New Delhi, Mar 4: The Supreme Court on Wednesday revoked the ban of cryptocurrency imposed by the Reserve Bank of India (RBI) in 2018.

Pronouncing the verdict, the three-judge bench of the apex court said the ban was 'disproportionate'.

The bench included Justice Rohinton Fali Nariman, Justice S Ravindra Bhat and Justice V Ramasubramanian.

The Internet and Mobile Association of India (IAMAI), whose members include cryptocurrency exchanges, and others had approached the top court objecting to a 2018 RBI circular directing regulated entities to not deal with cryptocurrencies.

Advocate Ashim Sood, appearing for IAMI, submitted that Reserve Bank of India lacked jurisdiction to forbid dealings in cryptocurrencies. The blanket ban was based on an erroneous understanding that it was impossible to regulate cryptocurrencies, Sood submitted.

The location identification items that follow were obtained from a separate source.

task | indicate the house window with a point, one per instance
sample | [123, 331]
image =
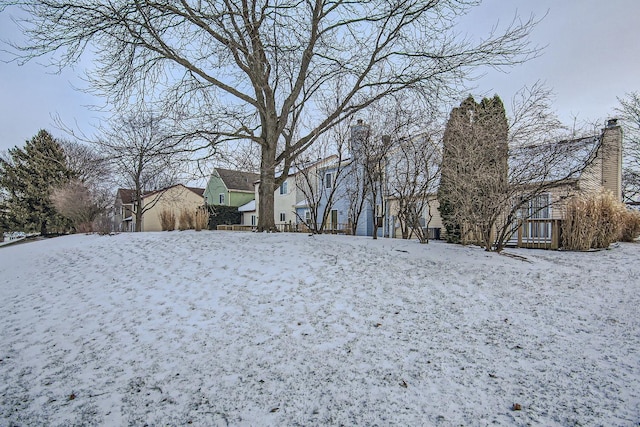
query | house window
[535, 212]
[328, 180]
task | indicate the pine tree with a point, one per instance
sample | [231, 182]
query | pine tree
[28, 178]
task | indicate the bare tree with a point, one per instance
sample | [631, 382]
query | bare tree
[256, 70]
[76, 201]
[629, 113]
[143, 156]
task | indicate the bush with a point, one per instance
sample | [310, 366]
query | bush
[631, 227]
[186, 220]
[167, 220]
[593, 221]
[201, 218]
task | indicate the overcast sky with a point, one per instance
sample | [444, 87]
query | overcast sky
[592, 56]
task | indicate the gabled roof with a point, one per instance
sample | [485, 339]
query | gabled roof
[126, 195]
[238, 180]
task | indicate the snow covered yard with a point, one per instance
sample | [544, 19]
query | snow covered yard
[218, 328]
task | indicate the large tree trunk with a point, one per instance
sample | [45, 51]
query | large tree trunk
[266, 221]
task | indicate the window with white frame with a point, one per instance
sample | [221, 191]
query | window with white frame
[328, 180]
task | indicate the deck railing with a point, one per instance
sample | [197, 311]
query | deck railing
[539, 233]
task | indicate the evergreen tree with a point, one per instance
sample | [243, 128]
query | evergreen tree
[474, 171]
[27, 178]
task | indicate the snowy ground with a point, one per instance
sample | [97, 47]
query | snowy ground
[220, 328]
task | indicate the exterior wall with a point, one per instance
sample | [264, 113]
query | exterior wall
[246, 218]
[120, 212]
[175, 199]
[239, 198]
[435, 222]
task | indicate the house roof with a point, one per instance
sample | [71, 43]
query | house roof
[198, 191]
[238, 180]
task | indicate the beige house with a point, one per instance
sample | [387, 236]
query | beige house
[174, 199]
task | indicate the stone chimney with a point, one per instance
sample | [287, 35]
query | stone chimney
[612, 157]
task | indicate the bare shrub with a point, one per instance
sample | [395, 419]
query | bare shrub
[186, 220]
[167, 220]
[592, 221]
[201, 220]
[631, 226]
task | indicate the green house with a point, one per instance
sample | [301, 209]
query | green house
[230, 188]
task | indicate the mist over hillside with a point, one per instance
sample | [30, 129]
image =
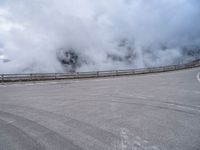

The petitioners had argued that the RBI's circular taking cryptocurrencies out of the banking channels would deplete the ability of law enforcement agencies to regulate illegal activities in the industry.

IAMAI had claimed the move of RBI had effectively banned legitimate business activity via the virtual currencies (VCs).

The RBI on April 6, 2018, had issued the circular that barred RBI-regulated entities from "providing any service in relation to virtual currencies, including those of transfer or receipt of money in accounts relating to the purchase or sale of virtual currencies".